Belle ironie. Il a envie de pleurer et de la frapper. Est-ce qu'il pourrait l'étrangler avec une seule main? Bien énervé, oui. Mais il la trouve pitoyable à tenter désespérément de lutter contre son apitoiement. Elle ne veut pas se rabaisser à lui faire plaisir, à s'occuper de lui, à lui montrer les sentiments qu'il est persuadé sentir encore chez elle. Elle a soigneusement évité, tout au long de la soirée, de regarder le vide sous son épaule droite. Elle doit juste s'adapter, oui, c'est ça. Ce n'est pas comme s'il était le même homme. Il faut un temps pour qu'elle s'habitue. Mais elle l'aime, et il ne peut en démordre. Tout pointe en ce sens.
« Et cette aide ménagère, Cécile, comment est-elle?
_ Je n'ai pas envie de parler d'elle. C'est une fouineuse qui fait son boulot correctement et c'est bien là le souci. Je vais quand même essayer de la faire remplacer.
_ Mais pourquoi, si elle est efficace. Tu n'aimes plus les gens efficaces?
_ Rien à voir.
_ Je te connais depuis un moment, et tu ne me feras pas croire qu'il n'y a rien là-dessous. Tu as le béguin pour elle?
_ Ne dis pas n'importe quoi. C'est une aide ménagère. Si ça se trouve, la pauvrette n'a même pas un diplôme en poche. Elle doit faire ça pour arrondir ses fins de mois ou parce qu'elle a un enfant à charge et que le père est parti. Ou peut-être qu'elle a un faible pour les handicapés.
_ Comment peux-tu dire des choses pareilles? Elle qui a l'air si douce.

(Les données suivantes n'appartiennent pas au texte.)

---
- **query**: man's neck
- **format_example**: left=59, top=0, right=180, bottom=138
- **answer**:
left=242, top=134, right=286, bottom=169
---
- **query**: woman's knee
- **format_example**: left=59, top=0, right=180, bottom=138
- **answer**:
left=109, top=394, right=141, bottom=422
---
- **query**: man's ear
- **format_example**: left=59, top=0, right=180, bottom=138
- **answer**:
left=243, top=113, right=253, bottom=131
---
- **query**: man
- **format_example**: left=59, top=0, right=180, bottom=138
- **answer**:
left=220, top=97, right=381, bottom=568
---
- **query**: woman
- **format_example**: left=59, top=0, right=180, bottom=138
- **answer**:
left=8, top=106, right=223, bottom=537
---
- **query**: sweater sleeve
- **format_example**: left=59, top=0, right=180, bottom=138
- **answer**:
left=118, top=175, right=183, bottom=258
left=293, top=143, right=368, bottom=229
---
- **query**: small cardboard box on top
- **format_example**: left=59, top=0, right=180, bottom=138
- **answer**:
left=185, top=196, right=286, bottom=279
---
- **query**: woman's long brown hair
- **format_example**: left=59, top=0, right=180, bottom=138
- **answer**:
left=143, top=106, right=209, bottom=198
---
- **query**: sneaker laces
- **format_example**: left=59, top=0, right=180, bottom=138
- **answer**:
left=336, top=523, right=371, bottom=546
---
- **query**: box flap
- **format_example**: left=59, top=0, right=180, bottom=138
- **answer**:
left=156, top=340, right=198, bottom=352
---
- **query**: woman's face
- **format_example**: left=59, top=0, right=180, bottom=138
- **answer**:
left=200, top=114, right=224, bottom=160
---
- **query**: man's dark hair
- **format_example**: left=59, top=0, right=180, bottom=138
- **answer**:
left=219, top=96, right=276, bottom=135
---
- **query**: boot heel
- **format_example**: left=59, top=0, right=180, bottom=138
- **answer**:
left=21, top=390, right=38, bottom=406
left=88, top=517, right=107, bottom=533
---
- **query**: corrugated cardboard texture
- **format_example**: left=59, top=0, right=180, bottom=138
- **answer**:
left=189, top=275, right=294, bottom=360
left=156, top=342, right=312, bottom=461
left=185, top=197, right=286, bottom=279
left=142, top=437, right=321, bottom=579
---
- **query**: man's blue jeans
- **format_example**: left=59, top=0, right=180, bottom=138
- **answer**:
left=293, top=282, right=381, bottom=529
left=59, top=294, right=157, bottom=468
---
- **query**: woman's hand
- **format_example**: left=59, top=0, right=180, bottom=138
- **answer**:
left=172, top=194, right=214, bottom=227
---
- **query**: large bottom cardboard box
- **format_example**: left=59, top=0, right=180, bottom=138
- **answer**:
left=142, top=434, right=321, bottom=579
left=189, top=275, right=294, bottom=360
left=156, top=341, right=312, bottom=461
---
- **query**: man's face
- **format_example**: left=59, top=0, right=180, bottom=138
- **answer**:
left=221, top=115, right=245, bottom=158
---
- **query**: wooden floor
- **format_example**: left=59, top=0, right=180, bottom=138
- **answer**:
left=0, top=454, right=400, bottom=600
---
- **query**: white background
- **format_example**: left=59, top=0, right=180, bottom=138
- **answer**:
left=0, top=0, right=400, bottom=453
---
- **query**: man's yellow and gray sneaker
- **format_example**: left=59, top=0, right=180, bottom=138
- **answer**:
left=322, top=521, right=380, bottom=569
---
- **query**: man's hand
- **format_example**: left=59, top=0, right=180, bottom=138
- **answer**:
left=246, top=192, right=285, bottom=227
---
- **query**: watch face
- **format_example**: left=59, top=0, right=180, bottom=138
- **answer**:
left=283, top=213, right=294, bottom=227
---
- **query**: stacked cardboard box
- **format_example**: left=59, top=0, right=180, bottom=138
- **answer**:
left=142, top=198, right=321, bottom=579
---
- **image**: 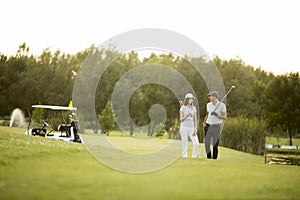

_ Hein? Qu'est-ce que tu viens de dire?
_ Rien.
_ Si si si, j'ai bien entendu. Elle qui a l'air si douce. Comment tu saurais ça si tu l'avais pas vue? Toi, tu es venue mettre ton nez dans mes affaires, comme c'est fait là.
_ Je m'inquiétais pour toi! Je n'ai pas osé venir après ton accident et je me sentais coupable, alors un jour je suis venue pensant te trouver et, et, et tu n'étais pas là – et Cécile m'a ouvert –
_ Pas la peine de chialer pour me dire ça. Vous êtes bien toutes les mêmes, pas une pour rattraper l'autre. De vrais comploteuses.
_ On a bu un café! Mais arrête de te sentir persécuté! »
Calme-toi. Ne dis rien. Ça veut dire que si elle est venue, elle a encore des sentiments pour toi. Tout n'est pas perdu. Il faut la jouer fine. Laisse couler. Essaie de dire que tu es désolé, que tu as encore des problèmes à accepter la perte de ton bras. Prends ton air de chien battu mais pas trop, tu sais bien faire. Dis-lui qu'il te faut du temps. Que tu comprends qu'il lui faut du temps pour elle aussi. Si avec ça elle mord pas à l'hameçon, tu pourras toujours aller pointer sur Meetic.fr.
« Je suis désolé, Hélène. Tu sais, j'ai encore des problèmes à accepter ce qui m'est arrivé. Il me faut du temps. Il nous faut du temps pour repartir sur des bases plus saines.
_ Mais ce que tu ne comprends pas, c'est qu'on pourra redevenir amis, mais que nous ne retournerons jamais ensemble, jamais. Tu me dégoûtes. Il y a des choses en toi qui ne changeront jamais. Tu ne mérites pas Cécile. Il vaudrait mieux qu'elle parte. »
Même flash dans les pupilles, même bruits de talons et de porte qui claquent. Même impuissance à l'arrêter. Certaines choses ne changent pas, on dirait.